The risk of giving birth in Syria is a major driving factor of displacement. Pregnant women cross into Lebanon hoping to receive prenatal care and some assurance that their baby will be healthy. However, reproductive care in Lebanon is not much better for Syrian women. Women arrive only to find they cannot afford medical care or do not have the resources to find affordable care. Unable to pay for reproductive services in Lebanon, some Syrian women return to Syria to take their chances giving birth in a warzone. Doctors Without Borders (MSF) talked to one woman who came to Lebanon during her second pregnancy. During her first pregnancy in Syria, she lost her child due to high blood pressure and was desperately seeking care. She took a 45-minute bus ride to a doctor she could afford only to find there was a problem with the baby and she would need to return for a second visit. Unable to afford the second visit, she returned to Syria to give birth before MSF could help her. Those who stay in Lebanon are immediately discharged after giving birth as they are unable to afford the hospital fees. A quick discharge means women are denied important information about infant care. Many women leave before learning how to properly breastfeed their child which has resulted in an increase in cases of infant dehydration.

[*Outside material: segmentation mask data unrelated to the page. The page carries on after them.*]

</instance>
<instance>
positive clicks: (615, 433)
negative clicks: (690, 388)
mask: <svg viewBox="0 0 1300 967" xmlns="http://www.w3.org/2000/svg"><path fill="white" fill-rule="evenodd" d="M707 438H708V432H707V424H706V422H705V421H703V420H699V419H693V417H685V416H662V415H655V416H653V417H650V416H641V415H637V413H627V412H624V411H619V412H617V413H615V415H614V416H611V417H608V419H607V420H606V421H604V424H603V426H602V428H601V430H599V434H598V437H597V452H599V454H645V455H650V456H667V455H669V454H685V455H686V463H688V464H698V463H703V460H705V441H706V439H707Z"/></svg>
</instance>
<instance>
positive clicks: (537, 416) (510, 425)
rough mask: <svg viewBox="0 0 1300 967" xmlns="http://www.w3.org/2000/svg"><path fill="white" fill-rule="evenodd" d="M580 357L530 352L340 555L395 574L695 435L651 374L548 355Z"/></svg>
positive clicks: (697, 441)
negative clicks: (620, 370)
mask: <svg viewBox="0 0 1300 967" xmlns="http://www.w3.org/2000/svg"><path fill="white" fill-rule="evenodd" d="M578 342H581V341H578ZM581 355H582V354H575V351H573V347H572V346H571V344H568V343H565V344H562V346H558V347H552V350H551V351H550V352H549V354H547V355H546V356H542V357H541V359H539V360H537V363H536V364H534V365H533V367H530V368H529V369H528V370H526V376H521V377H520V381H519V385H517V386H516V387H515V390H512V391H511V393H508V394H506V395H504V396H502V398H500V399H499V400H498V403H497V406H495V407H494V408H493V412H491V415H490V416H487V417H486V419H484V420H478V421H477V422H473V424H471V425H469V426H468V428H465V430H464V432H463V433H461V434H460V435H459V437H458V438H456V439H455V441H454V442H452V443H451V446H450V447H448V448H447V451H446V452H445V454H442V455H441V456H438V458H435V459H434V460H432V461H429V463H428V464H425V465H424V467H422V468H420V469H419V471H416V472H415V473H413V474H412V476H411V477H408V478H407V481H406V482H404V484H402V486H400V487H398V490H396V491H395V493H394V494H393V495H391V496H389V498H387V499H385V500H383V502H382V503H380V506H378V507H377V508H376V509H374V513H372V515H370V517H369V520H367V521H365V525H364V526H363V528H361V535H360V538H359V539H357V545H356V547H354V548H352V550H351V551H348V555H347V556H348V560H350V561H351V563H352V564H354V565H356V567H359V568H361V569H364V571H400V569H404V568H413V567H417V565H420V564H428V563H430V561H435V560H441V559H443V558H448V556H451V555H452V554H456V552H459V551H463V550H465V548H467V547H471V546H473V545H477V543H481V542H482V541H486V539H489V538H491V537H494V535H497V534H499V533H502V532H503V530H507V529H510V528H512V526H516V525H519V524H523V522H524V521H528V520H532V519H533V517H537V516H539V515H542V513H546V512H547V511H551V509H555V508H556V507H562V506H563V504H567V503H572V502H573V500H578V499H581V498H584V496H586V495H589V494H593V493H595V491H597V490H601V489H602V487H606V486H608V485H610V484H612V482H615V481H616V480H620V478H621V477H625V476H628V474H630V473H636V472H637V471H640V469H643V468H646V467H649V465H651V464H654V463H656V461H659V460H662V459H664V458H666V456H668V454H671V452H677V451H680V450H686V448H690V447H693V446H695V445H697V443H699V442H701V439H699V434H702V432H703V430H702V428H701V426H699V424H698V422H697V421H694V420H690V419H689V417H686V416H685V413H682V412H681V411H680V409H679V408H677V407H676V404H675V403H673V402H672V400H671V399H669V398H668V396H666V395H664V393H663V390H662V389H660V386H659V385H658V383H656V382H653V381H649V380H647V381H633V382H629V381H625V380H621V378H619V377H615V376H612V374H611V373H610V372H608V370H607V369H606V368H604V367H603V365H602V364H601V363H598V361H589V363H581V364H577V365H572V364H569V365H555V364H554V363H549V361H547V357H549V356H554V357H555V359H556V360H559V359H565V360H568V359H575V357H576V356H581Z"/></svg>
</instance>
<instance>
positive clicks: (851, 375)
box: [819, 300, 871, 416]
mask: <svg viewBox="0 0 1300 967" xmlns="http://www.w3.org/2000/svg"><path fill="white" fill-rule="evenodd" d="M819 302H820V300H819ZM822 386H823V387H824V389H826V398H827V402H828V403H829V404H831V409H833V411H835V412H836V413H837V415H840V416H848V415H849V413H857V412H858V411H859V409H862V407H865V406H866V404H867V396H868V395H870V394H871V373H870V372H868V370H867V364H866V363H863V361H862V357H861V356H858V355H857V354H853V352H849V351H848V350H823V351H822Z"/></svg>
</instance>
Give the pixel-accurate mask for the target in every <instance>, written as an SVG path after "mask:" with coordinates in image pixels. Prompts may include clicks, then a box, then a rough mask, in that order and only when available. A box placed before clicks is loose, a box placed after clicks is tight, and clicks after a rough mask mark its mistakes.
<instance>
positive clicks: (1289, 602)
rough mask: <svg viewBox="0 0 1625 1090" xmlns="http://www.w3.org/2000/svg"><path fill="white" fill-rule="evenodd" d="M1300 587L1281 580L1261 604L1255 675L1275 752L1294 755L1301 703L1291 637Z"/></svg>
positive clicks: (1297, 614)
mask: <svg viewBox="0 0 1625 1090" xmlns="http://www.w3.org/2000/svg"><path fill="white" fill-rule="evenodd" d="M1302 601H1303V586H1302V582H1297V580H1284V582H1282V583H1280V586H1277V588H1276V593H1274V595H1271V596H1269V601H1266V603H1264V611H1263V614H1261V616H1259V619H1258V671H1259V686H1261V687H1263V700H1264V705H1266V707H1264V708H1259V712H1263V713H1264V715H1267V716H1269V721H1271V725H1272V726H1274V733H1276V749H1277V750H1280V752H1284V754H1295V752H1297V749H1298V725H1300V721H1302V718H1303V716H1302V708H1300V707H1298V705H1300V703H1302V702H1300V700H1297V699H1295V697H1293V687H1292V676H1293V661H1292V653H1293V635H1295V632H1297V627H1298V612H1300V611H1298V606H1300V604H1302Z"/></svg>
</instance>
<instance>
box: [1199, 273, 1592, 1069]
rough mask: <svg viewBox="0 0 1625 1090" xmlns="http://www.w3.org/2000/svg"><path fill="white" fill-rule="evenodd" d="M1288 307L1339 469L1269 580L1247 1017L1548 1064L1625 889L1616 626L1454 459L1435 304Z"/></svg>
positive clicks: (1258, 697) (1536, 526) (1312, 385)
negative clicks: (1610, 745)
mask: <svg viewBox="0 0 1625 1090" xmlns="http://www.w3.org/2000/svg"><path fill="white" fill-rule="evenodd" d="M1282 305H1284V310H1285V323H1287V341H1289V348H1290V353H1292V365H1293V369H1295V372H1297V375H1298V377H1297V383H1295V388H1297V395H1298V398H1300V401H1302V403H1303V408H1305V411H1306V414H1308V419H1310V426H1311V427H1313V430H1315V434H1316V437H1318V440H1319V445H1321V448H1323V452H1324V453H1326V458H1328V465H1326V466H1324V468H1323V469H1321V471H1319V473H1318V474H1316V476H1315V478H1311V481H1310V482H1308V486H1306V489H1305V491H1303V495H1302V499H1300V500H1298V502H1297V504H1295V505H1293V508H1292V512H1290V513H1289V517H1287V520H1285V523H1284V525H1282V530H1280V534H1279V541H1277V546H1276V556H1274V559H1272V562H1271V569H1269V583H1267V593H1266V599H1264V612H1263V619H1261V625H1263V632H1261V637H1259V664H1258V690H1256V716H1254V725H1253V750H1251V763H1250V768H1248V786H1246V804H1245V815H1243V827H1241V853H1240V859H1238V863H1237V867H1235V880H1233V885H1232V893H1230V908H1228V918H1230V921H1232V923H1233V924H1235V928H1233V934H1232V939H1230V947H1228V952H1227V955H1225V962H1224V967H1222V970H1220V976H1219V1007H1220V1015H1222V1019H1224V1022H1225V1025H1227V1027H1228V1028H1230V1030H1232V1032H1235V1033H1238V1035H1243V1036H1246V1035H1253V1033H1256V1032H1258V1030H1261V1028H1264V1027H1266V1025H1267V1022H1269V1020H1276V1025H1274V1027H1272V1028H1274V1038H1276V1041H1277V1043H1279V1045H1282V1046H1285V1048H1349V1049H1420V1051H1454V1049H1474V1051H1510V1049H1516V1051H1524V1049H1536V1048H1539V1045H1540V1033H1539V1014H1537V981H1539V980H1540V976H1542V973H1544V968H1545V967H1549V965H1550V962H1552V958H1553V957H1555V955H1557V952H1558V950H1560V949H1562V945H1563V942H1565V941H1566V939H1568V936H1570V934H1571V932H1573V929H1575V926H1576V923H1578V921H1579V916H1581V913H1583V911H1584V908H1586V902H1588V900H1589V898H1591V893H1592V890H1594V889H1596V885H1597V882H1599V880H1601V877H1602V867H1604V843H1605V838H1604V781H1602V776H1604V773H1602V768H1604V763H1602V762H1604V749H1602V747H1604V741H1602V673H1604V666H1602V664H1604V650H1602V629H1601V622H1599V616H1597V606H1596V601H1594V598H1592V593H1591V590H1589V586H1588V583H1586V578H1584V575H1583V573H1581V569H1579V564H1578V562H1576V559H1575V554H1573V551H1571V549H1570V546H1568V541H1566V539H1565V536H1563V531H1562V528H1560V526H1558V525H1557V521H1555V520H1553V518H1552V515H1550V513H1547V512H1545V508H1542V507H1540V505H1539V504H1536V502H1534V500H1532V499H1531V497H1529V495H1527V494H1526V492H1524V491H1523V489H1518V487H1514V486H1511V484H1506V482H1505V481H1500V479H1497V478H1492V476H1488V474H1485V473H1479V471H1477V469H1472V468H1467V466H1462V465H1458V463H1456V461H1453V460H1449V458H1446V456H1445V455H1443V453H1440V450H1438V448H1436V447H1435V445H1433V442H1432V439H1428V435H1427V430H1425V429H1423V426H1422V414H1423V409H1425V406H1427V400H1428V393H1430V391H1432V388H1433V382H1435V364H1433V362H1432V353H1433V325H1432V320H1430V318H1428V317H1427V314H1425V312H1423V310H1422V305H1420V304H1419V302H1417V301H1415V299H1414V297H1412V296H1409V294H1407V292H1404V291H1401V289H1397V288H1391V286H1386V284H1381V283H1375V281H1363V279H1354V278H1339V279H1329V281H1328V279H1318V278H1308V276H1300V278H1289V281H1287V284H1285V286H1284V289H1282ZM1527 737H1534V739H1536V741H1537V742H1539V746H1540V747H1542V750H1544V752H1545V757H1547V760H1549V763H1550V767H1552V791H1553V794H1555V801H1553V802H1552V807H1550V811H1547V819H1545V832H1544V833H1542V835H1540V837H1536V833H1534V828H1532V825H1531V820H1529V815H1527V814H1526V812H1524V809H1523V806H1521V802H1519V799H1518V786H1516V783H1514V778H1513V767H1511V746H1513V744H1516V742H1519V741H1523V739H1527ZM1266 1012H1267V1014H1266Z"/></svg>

Despite the overwhelming gaps in care for women, there is still hope. MSF has opened a facility in Bekaa Valley to meet the health needs of Syrian women. They received 800 patients in its first month. SAMS currently supports 12 referral hospitals and OB/GYN centers in five different governorates. These hospitals treated over 30,000 patients in just three months. In total, 50% of SAMS’s beneficiaries are women. “At these difficult times the Syrian women face the biggest challenges,” said SAMS’s President, Dr. Ahmad Tarakji. “They are the source of strength, dignity, and hope for the upcoming generations.” The women of Syria deserve access to quality medical care.
The work of SAMS and MSF is a step in the right direction and provides much needed care for those it can reach with SAMS providing services for more than 1 million women in Syria and the surrounding countries. However, Syrian women and their health cannot be forgotten in the conflict and must be a priority for the providers in and around Syria.